Quando uma subprocuradora escreve um parecer contestando a eficácia das máscaras, um senador gasta saliva defendendo um remédio fajuto ou um jornalista espalha desinformações sobre as vacinas, duas coisas podem estar acontecendo. Coisa número 1: não acreditam no que dizem, mas interesses pessoais não declarados (dinheiro, poder, vaidade…) justificam a opção pela desonra pública. Coisa número 2: suas intenções são puras e cristalinas, mas não conseguem avaliar a vastidão da própria ignorância ou as consequências deletérias dos seus erros.

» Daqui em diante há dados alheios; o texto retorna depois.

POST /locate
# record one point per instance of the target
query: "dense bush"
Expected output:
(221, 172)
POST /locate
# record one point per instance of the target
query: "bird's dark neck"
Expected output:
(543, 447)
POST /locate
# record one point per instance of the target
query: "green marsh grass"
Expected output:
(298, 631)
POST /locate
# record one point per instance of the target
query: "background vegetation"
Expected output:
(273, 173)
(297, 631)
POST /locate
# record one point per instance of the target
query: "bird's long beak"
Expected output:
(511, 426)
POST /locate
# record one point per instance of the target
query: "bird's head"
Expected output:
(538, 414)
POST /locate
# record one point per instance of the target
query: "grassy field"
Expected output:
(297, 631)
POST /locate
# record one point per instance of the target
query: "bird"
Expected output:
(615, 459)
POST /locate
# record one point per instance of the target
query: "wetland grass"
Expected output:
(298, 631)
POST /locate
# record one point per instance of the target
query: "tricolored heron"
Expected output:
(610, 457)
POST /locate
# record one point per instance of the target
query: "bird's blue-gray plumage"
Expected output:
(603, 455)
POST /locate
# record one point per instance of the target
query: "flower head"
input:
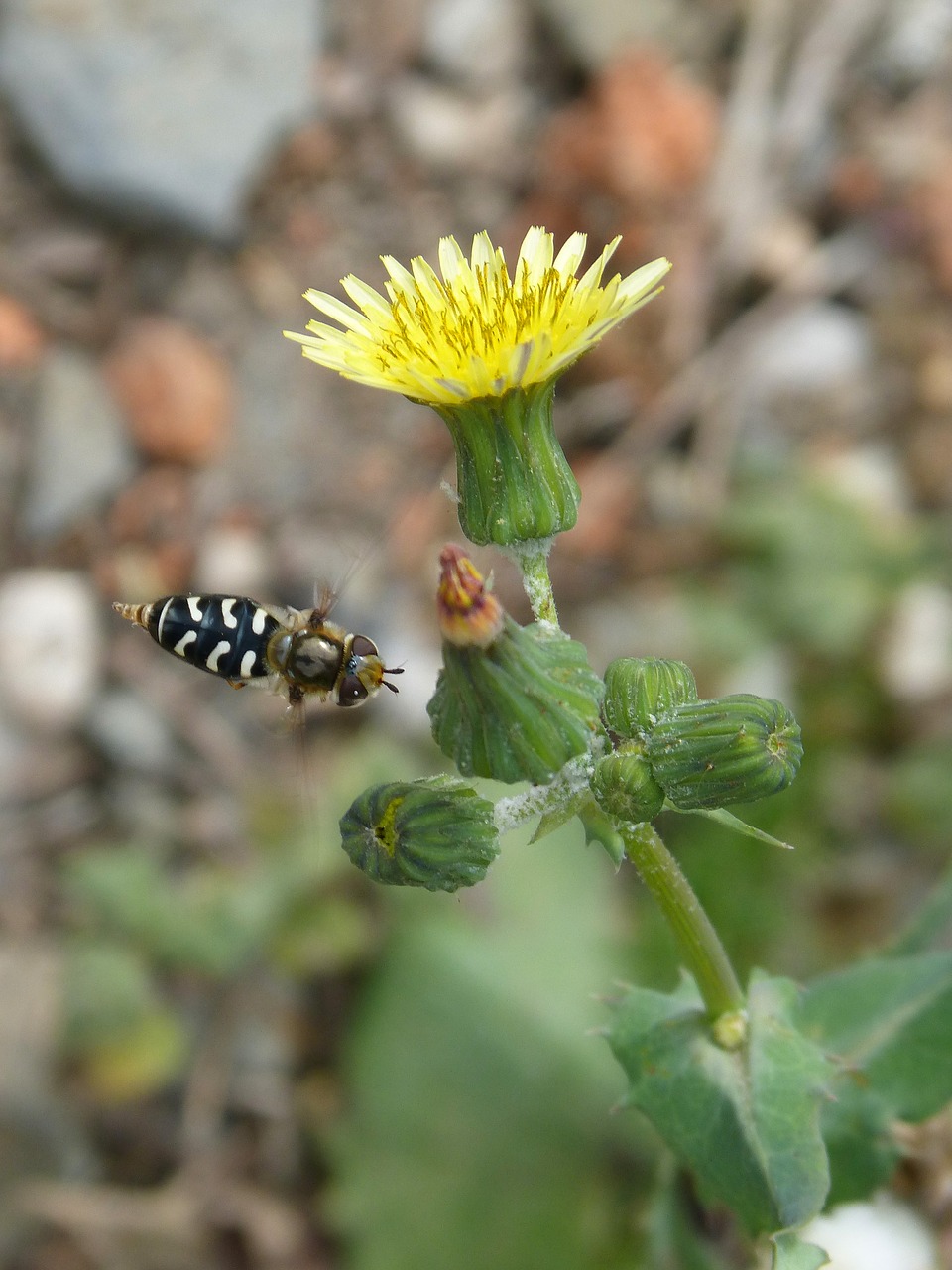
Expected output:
(468, 613)
(475, 331)
(518, 706)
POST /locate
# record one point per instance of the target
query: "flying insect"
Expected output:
(298, 651)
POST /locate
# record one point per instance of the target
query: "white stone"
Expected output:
(50, 645)
(916, 653)
(883, 1234)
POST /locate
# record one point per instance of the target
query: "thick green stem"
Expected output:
(513, 481)
(702, 949)
(532, 559)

A opção 1 nos leva a um beco sem saída: a desonestidade intelectual. Digamos, para efeitos de raciocínio, que a opção correta seja a de número 2. A pessoa equivocada não obedece a motivações ocultas, mas a convicções íntimas mal assentadas na realidade concreta. Estão nessa categoria quase todos os negacionistas que você conhece pessoalmente: o vizinho que se recusa a usar máscara, o tio que defende o tratamento precoce, o sobrinho que se aglomera na balada, a amiga que não confia em vacinas, o cunhado que ainda acredita no Bolsonaro. A pergunta que nos ocorre é: por que tanta gente se satisfaz com uma versão frouxa e mal-ajambrada dos fatos?

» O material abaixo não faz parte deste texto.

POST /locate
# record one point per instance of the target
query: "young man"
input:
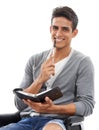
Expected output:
(61, 66)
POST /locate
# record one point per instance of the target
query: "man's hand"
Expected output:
(45, 107)
(47, 69)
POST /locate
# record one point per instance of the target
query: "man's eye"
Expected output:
(65, 29)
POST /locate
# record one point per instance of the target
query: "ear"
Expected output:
(75, 32)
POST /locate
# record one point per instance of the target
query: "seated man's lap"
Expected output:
(35, 123)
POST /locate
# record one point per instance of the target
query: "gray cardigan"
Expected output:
(78, 73)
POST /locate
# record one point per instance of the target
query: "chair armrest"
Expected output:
(73, 119)
(9, 118)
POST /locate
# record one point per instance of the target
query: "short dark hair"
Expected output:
(68, 13)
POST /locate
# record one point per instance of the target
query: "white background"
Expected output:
(24, 31)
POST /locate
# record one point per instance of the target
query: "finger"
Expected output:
(48, 100)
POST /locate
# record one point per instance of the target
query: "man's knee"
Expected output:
(52, 126)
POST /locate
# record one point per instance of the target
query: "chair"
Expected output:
(71, 123)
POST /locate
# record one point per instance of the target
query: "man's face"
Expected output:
(61, 30)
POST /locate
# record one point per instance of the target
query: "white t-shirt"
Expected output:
(58, 68)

Esse é o ponto de partida do livro The Scout Mindset: Why Some People See Things Clearly and Others Don’t (“A mentalidade do escoteiro: por que algumas pessoas veem as coisas com clareza e outras não”), da pesquisadora com formação em estatística Julia Galef. A autora sugere que há basicamente duas maneiras de raciocinar: como um escoteiro e como um soldado. O escoteiro é aquele que busca mapear o terreno antes de acampar – e qualquer informação nova relevante pode alterar seus planos. O soldado, por sua vez, é treinado para não questionar seu objetivo e defendê-lo até o fim. O soldado e o escoteiro são arquétipos, ou seja, modelos usados para ilustrar uma ideia. Ninguém é um perfeito soldado ou escoteiro em todas as circunstâncias – e todos somos capazes de encontrar ótimas justificativas para nossos autoenganos.

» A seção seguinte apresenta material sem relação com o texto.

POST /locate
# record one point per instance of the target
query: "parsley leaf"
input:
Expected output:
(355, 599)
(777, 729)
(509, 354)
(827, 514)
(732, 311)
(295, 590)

Galef propõe algumas atitudes básicas para não nos afastarmos muito do escoteiro que mora dentro de nós: procurar “pontos cegos” dentro do próprio raciocínio, questionar pressupostos e, se for o caso, admitir o erro e mudar de ideia. Como princípio, sempre tentar ver as coisas como são e não como gostaríamos que fossem. Está longe de ser fácil, mas é muito mais seguro do que montar a barraca em cima de um ninho de cobras.